For nearly half of the book's 512 pages, Helms -- who died in October -- assumes the mild-mannered cover of an uninspired bureaucrat, rehashing his past with all the zest of an organizational flow chart. Not only does he drain the blood from characters and bleach the color from events -- even Adolf Hitler seems uninteresting on these early pages -- but he also injects frequent doses of literary Novocaine, with phrases such as, "The limited dissemination of high-security intelligence reports and the rigorously compartmented knowledge of sensitive operational activities are essential security precautions."

Then, at almost the halfway mark, just as it seems this drab operative might drone on forever, the narrative voice springs to life, as if activated by a secret command. At the turn of a page, the book assumes the identity of the insider's account the reader has been hoping for. The imposing cast of characters -- presidents, despots, heroes, scoundrels and spies -- begins to display actual emotion.

Thus does then-U.S. Attorney General Robert Kennedy storm onto the page as Helms brings the bad news in October 1962 that the Russians have delivered nuclear missiles to Fidel Castro, setting off the Cuban Missile Crisis: "Kennedy got up from the desk and stood for a moment staring out the window. He turned to face me. '[Expletive],' he said loudly, raising both fists to his chest as if he were about to begin shadow boxing. 'Damn it all to hell and back.' "

From there, "A Look Over My Shoulder" briskly forges a path onward to the Vietnam War and up to Watergate, with plenty of coups, scandals and power plays along the way.

One can only wonder why the book takes so long to awaken. Helms certainly wasn't lacking for material, having spent 30 years working for the CIA and its wartime predecessor, the Office of Strategic Services. For the last six and a half, he was CIA director under Presidents Johnson and Nixon, until 1973.

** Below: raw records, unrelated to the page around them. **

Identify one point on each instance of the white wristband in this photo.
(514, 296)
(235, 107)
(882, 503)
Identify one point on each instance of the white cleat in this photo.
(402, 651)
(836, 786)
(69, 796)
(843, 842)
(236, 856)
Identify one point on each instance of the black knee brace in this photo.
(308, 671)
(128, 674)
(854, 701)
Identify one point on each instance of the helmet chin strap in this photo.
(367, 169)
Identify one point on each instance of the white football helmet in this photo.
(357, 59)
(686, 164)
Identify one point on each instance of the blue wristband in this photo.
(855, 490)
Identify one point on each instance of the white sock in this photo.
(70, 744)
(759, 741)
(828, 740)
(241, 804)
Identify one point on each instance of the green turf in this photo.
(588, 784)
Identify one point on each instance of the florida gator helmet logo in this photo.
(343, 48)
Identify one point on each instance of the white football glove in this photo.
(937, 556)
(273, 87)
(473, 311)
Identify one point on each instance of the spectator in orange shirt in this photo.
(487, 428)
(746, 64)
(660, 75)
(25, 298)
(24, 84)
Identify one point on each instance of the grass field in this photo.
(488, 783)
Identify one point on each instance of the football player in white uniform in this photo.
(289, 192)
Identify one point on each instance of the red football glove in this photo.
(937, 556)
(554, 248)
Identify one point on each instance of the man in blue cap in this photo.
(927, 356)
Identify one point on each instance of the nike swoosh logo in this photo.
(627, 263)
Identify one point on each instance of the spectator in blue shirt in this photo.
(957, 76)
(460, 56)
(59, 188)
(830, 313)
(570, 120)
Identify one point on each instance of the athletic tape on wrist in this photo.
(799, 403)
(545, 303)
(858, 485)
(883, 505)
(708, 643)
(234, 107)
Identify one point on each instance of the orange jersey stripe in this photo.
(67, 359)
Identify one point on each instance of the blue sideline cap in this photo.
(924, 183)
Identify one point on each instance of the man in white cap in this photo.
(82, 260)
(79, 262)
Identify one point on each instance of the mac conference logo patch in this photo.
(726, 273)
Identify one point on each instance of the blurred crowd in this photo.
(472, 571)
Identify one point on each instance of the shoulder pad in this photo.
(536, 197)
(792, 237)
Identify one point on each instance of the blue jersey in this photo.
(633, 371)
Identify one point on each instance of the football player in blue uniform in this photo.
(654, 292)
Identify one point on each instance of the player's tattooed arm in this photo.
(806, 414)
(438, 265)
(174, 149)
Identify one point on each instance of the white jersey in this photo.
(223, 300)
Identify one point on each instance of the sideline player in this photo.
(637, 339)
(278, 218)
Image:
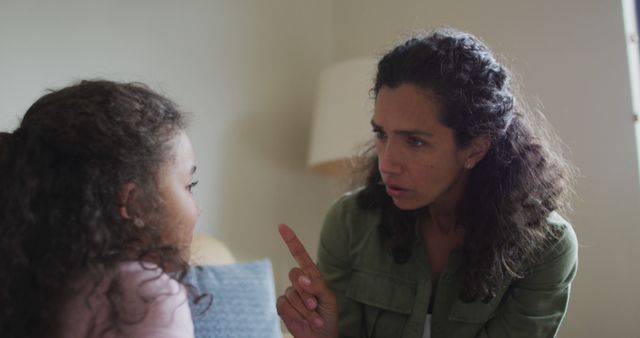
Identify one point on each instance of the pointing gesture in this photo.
(308, 308)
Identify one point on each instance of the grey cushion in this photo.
(243, 302)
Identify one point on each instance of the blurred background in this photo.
(248, 72)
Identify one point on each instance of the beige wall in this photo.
(245, 69)
(571, 58)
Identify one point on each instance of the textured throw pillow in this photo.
(243, 302)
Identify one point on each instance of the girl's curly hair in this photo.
(62, 169)
(510, 192)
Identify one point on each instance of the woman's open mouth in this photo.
(395, 191)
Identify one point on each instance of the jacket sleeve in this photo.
(335, 264)
(535, 305)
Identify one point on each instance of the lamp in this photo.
(341, 117)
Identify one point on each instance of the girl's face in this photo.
(175, 184)
(418, 158)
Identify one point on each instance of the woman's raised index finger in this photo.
(297, 250)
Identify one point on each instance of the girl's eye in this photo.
(415, 141)
(379, 134)
(192, 185)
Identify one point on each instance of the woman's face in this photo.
(175, 183)
(418, 158)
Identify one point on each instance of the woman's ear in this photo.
(126, 196)
(478, 147)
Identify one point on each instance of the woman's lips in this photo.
(395, 191)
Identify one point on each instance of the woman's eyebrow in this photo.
(405, 132)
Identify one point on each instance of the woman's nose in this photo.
(388, 160)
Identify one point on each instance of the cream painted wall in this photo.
(245, 69)
(571, 59)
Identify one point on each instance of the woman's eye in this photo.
(415, 141)
(192, 185)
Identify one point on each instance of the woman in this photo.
(96, 208)
(455, 232)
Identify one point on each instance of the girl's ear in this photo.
(478, 147)
(126, 197)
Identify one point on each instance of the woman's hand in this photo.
(308, 308)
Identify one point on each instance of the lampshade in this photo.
(341, 117)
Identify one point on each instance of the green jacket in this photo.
(380, 298)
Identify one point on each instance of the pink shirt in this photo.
(155, 306)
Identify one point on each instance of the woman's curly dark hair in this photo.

Perhaps memory failed him on the more distant events. Maybe he didn't take careful notes until he was high in the chain of command. Whatever the reason, once the pace quickens the reader worries less about staying awake and more about issues of judgment.

If, as he says, the CIA was created mostly to ensure that there would be no more Pearl Harbors, then why did the agency fail the country so miserably on Sept. 11, and why did it also fail to warn us away from the quagmire of Vietnam (which was quite predictable, based on available intelligence, Helms says), or the debacle of the Bay of Pigs (ditto)?

His best explanation seems to be that the CIA doesn't act of its own accord, but only at the behest of presidents, who ultimately are the ones who must interpret, or misinterpret, CIA findings.

So, one pays special attention to the portraits of his various chief executives, from John F. Kennedy onward. While these images are often vivid, none offers more than we already know: John and Robert Kennedy were quick studies and fixated on Cuba. LBJ was garrulous, larger than life, and fixated on Vietnam. Nixon was smart and well prepared but fixated on his enemies.

Simply by occupying an insider's vantage point among this cast through one of the country's most turbulent eras, Helms absorbed the makings of a tale worth telling. Once he finally activates his narrative powers, it also becomes a tale worth reading.

Dan Fesperman, a reporter for The Baltimore Sun currently on leave, recently completed his second novel, "The Small Boat of Great Sorrows."